🤖 AI Summary
This work addresses the latency–quality trade-off faced by real-time game agents operating under stringent millisecond-level response constraints while attempting to leverage second-scale planning. To reconcile this tension, the authors propose the Latent Bridge architecture, which couples a frozen fast-reacting model with a slower reasoning model and trains only a lightweight, learnable bridging module. This module injects information from the slow model directly into the embedding space of the fast model via residual mappings in a continuous latent space, circumventing the computational overhead of conventional text-based bridging. Built upon frozen vision-language models (Qwen3-VL-8B-Thinking and MiniCPM-o 4.5) with LLaVA-style projections, the system achieves substantial performance gains across seven Atari games and MetaDrive, notably improving scores by 57% on MsPacman and 28% on RoadRunner, with improvements strongly correlated (r = 0.93) to the slow model’s inherent advantages.
📝 Abstract
A real-time agent for general computer use - with games as the most demanding case - must act within tens of milliseconds while still planning over seconds. These two regimes sit at opposite ends of the latency-quality tradeoff. A reasoning VLM (Qwen3-VL-8B-Thinking) deliberates effectively but requires ~1.5 s per response - far too slow for a 15 Hz control loop. In contrast, a reactive VLM (MiniCPM-o 4.5) acts in milliseconds but underperforms on planning-heavy tasks. We couple two frozen models of matched scale (9B reactive, 8B reasoning), leaving the communication channel as the sole trainable component.

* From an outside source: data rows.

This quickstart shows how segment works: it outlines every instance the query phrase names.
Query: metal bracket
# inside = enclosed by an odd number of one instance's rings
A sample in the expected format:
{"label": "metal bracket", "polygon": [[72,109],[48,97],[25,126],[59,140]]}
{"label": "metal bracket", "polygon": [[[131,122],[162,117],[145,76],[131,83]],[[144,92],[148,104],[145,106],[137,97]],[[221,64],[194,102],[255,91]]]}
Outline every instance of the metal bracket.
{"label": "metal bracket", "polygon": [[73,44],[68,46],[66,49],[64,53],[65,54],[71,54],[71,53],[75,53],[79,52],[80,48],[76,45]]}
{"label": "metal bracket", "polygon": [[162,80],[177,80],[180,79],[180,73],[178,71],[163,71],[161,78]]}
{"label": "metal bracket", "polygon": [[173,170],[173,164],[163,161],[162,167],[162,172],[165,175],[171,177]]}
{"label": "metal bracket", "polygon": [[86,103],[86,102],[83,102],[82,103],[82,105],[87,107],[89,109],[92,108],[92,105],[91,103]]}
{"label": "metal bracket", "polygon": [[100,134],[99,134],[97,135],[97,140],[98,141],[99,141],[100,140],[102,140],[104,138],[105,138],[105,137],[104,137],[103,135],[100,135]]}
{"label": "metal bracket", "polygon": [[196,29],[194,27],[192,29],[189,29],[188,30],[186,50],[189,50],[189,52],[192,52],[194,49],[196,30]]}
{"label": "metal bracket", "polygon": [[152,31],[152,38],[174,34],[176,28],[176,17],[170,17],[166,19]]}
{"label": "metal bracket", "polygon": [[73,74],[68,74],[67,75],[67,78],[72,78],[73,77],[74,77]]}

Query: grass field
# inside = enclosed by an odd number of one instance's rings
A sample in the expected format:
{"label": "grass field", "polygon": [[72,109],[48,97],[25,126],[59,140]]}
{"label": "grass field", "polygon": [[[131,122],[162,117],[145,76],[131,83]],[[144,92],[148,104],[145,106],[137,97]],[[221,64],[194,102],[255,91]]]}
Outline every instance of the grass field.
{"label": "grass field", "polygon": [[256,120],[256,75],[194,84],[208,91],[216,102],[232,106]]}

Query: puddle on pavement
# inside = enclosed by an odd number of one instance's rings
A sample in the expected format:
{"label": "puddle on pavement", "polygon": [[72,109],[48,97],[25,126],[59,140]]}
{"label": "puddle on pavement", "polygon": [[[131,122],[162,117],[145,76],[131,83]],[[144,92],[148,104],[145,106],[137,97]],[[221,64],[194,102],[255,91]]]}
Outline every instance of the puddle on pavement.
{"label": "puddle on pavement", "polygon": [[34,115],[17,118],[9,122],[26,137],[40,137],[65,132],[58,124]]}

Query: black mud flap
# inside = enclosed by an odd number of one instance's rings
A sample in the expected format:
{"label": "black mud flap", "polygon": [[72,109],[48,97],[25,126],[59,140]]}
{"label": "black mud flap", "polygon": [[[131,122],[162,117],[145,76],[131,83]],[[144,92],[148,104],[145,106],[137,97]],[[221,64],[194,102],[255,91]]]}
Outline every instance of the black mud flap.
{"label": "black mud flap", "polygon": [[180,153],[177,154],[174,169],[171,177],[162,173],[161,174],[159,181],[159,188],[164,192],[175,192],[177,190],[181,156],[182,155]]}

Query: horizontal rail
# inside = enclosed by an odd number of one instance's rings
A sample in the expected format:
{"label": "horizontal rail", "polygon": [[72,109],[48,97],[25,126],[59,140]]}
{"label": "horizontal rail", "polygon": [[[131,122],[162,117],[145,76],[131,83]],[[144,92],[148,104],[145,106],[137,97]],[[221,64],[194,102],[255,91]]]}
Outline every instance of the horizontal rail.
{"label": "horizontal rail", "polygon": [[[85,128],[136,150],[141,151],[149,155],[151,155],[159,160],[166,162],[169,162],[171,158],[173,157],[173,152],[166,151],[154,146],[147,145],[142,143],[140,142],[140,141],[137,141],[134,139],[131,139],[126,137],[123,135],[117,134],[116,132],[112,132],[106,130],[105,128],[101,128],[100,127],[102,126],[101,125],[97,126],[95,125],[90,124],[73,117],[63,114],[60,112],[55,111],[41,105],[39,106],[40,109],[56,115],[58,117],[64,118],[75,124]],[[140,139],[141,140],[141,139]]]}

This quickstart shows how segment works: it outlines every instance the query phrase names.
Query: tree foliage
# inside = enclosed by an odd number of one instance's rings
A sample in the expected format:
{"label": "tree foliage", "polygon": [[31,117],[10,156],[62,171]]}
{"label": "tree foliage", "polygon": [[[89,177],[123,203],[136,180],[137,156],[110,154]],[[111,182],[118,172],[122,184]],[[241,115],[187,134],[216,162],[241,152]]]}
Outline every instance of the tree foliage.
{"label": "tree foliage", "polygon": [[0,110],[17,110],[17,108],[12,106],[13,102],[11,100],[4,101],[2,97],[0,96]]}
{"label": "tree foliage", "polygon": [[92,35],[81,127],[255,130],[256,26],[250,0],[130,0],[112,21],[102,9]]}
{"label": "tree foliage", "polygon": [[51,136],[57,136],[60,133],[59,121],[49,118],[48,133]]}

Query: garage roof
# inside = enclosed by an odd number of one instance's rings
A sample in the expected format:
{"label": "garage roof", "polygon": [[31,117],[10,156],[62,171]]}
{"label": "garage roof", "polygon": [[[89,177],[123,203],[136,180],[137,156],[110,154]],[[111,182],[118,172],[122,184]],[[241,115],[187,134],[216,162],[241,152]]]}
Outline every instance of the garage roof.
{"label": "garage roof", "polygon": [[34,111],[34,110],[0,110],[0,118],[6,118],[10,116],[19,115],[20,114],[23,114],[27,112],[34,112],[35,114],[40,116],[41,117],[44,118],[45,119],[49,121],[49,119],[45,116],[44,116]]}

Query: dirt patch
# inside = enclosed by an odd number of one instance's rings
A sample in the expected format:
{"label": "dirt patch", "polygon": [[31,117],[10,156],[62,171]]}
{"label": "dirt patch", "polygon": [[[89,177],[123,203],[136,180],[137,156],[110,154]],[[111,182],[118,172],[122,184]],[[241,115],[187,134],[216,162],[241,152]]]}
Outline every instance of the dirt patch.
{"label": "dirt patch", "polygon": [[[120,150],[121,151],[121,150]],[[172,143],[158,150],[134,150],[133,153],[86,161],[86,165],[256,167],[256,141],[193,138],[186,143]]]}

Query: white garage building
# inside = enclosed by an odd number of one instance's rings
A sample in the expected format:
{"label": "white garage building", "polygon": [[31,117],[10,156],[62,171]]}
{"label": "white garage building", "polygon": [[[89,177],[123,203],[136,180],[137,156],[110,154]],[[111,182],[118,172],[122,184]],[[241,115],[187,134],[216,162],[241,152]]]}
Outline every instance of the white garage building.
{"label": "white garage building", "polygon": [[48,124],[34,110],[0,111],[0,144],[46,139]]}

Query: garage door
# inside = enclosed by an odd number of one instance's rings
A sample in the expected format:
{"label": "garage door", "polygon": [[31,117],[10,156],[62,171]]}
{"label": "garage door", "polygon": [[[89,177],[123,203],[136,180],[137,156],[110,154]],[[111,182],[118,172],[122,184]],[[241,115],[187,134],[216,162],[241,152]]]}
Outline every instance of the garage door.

The standard coupling is a Text Bridge (T): the slow model writes a suffix the fast model reads. We introduce a learned continuous Latent Bridge (L) that projects the slow model's residuals into the fast model's input-embedding space in a LLaVA-style manner, avoiding any text round-trip; both are compared against Fast-Only (F). On 7 Atari games and a driving domain (MetaDrive), tuning the action decoder per channel on held-out seeds, the Latent Bridge matches or beats the Text Bridge in every domain: it significantly improves two games (MsPacman +57%, RoadRunner +28%) and is a safe drop-in elsewhere. Combining both channels interferes destructively (RoadRunner -96%), so only one should be used. The benefit is highly predictable: the bridge helps if and only if slow reasoning already beats fast reaction (T > F) - the Latent and Text gains over Fast-Only move together at r=0.93. MetaDrive is the controlled negative, where the Latent Bridge is demonstrably inert because the Text Bridge adds no value. We release replay recordings and reproducible pipelines.